Sobald seine Finger ihre Haut berührten, schloss sie ihre Augen wieder, um nicht an den Schmerz zu denken, den sie kurz zuvor in seinen gesehen hatte, als er ihre Schnittwunden betrachtete. Oder an die Wut, den Hass. Viel Folter musste sie nicht über sich ergehen lassen. Es waren nur Schnittwunden oder Schläge, oder eine Zigarette, die ihre Haut verbrannte. Und auch wenn die Narben auf ihrer Haut mit der Zeit verblassen würden, so würden die seelischen Narben für immer bleiben.
Doch für den Moment konnte sie seine sanften Berührungen genießen, wie er jede Wunde zärtlich mit der Salbe einrieb. Durch das gleichmäßige Brummen der Motoren und seine beruhigenden Berührungen, wurde ihr erstmals bewusst, wie müde sie war. Und dass sie in Amerika keinen Ort zum bleiben hatte.

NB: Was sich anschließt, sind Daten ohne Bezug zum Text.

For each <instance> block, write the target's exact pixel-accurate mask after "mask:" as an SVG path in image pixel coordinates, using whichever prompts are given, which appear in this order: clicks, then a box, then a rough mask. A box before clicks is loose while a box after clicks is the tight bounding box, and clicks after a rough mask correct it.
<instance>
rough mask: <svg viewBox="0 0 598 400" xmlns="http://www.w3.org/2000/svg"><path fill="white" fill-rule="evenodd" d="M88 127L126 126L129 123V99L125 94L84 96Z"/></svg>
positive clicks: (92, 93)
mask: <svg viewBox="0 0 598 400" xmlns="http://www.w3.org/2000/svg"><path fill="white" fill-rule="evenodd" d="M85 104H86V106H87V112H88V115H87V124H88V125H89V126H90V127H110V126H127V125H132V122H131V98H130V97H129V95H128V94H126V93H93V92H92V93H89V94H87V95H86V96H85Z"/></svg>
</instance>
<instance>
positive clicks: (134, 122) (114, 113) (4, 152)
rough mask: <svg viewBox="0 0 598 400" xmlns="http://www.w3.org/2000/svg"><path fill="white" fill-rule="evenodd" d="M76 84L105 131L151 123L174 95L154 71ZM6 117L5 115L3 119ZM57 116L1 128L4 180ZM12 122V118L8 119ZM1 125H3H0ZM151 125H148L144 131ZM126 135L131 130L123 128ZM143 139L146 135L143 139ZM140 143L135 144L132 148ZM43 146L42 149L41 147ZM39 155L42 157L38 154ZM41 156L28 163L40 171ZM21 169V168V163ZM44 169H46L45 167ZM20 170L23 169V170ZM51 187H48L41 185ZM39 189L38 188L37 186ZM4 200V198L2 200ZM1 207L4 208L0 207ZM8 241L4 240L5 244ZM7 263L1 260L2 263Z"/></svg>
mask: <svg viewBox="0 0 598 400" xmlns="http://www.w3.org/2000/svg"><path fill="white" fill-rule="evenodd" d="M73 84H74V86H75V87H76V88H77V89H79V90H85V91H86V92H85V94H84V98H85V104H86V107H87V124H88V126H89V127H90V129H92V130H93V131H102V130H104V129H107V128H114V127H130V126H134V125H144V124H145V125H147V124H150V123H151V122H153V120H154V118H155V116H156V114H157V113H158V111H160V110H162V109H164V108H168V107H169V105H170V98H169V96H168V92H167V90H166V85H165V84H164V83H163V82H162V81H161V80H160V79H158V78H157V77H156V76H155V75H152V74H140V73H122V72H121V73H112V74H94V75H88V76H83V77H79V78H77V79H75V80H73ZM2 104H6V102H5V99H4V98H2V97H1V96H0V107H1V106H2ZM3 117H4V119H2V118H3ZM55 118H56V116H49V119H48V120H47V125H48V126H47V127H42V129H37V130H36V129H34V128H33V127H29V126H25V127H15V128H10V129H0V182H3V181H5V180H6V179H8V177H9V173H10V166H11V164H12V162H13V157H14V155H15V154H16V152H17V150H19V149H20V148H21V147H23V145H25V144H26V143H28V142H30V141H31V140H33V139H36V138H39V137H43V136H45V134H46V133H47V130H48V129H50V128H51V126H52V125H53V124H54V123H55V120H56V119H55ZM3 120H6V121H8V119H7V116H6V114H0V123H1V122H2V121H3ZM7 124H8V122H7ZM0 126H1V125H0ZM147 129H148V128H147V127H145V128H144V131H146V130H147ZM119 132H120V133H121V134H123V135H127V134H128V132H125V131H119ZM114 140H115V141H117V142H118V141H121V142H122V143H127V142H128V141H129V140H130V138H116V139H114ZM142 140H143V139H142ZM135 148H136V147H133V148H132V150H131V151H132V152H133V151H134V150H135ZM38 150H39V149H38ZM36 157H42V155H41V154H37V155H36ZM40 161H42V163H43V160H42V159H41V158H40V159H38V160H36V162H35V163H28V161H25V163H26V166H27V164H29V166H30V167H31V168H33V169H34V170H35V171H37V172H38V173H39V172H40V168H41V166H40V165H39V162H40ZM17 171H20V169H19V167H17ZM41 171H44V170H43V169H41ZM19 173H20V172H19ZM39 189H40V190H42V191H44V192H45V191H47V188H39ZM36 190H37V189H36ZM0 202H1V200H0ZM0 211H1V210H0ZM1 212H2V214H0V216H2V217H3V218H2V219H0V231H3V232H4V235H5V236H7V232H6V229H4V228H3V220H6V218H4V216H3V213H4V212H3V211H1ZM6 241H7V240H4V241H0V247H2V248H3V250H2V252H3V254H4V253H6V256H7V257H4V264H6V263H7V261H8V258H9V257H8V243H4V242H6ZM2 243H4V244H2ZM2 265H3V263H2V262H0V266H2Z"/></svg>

Und erst, als sie die fehlende Wärme seiner Finger auf ihrer Haut spürte, öffnete sie ihre Augen, nur um in ein Paar grüner zu blicken. Sie versuchte zu lächeln und ihre Lippen formten ein stummes 'Danke'. Auch er versuchte ein Lächeln. Der Versuch scheiterte kläglich. Vorsichtig wollte er seine Hand auf ihren Oberschenkel legen, um ihr ein wenig Trost zu spenden, stoppte aber mitten in der Bewegung und sah sie fragend an. "Bist du...ich meine, haben sie-". Er brach ab. Er konnte es nicht sagen. Der Gedanke daran ließ ihn innerlich zerbrechen. Sie schüttelte nur den Kopf und ihre Augen sagten ihm, dass es die Wahrheit war. Doch statt seine Bewegung fortzusetzen, stand er auf und zog sie an sich. Er vergrub sein Gesicht in ihren Haaren, die von Staub und Blut ganz schmutzig waren. Aber das interessierte ihn nicht, er wollte seine Tränen verbergen. Seine Freude, sie noch am Leben zu wissen. Seine Wut, sie dort hineingebracht zu haben. Seinen Hass, auf diejenigen, die ihr das angetan hatten.
Sie war überrascht. Und zuckte zuerst zurück, bis sie sich an seine Umarmung gewohnt hatte. Vorsichtig lehnte sie ihren Kopf gegen seinen und krallte sich halt suchen an seinem halb offenem Hemd fest. Vielleicht war das alles nur ein Albtraum, und sie würde in seinem Armen in ihrem Bett liegen wenn sie aufwachte. Und deswegen fühlte er sich so echt an. Doch die Tränen, die sein dreckiges Hemd aufsogen, und seine Tränen, die sie auf ihrer nackten Haut spüren konnte, sagten ihr, dass es kein Traum war. Dass es echt war.